Once again I find myself taking issue with the "
Audiophiliac" opinions of
Steve Guttenberg over on CNET News. This time it involved his launching a
poll on the question:
Live vs. recorded music -- what's better?
Indeed, I am tempted to assume the contentious position that the very phrase "recorded music" is an oxymoron. In this respect I suppose I am reviving the way in which Tinctoris adopted Aristotle's distinction between making and doing, to which I devoted a post
last month. In that post I quoted heavily from a paper by Rob Wegman entitled "From Maker to Composer: Improvisation and Musical Authorship in the Low Countries, 1450–1500." In this case I would like to home in on one sentence:
While written counterpoint, by its very nature, can only be represented by a noun (res facta or cantus compositus), oral counterpoint necessarily requires one to use a verb (cantare super librum).

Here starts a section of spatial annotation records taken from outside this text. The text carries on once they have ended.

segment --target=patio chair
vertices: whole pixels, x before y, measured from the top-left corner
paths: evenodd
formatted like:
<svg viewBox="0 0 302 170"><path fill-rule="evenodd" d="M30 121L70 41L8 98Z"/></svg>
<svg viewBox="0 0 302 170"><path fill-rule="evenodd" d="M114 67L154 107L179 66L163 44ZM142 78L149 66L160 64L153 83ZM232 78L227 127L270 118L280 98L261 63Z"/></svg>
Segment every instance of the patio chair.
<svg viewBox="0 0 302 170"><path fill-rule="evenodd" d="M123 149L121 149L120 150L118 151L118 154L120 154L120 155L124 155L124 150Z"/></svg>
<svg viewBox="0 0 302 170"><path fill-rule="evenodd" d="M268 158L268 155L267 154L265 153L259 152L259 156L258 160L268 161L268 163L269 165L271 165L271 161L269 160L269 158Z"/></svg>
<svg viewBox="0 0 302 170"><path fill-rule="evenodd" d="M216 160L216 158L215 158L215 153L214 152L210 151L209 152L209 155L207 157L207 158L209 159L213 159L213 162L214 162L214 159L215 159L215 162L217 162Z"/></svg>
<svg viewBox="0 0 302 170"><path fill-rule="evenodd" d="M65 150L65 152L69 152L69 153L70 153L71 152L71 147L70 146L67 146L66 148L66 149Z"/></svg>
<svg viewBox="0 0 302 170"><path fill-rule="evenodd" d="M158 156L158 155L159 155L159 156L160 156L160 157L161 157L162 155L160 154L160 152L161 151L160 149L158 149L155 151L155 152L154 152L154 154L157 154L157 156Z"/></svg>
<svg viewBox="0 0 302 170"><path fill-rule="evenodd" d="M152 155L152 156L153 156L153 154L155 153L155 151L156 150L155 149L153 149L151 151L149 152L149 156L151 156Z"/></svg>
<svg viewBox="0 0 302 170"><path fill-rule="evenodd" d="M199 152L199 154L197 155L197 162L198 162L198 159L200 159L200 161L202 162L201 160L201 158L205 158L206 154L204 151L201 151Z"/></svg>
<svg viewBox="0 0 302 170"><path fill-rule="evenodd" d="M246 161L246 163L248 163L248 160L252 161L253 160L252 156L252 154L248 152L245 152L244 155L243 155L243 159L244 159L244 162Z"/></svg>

A recording, particularly one made with extensive studio work, can never be anything other than a
res facta (literally, a "made thing," with some bizarre connotations of the Mafia expression "made man"). Doing is clearly part of the process; but, when the work is done, it is inevitably secondary. True Aristotelian doing only takes place in the immediacy of performing in front of an audience (and lip-syncers need not apply). Calling anything else "music" amounts to taking a counterfeit to be the real item.
And yet, by your own accounts you occupy large segments of your life experiencing these counterfeit productions, often preferring one rendition over another, at fine levels of detail. I'm having trouble understanding the point.
ReplyDeleteActually, "by my own accounts" (both here and on my Examiner sites), I have maintained the mantra that "the music is in the performance." I do not dispute that recorded artifacts help me to be a better listener "until the real thing comes along." However, except for those cases (still anachronistically called "tape music" by many), in which the recording is all there is to the music, I would object to calling those recorded artifacts "music."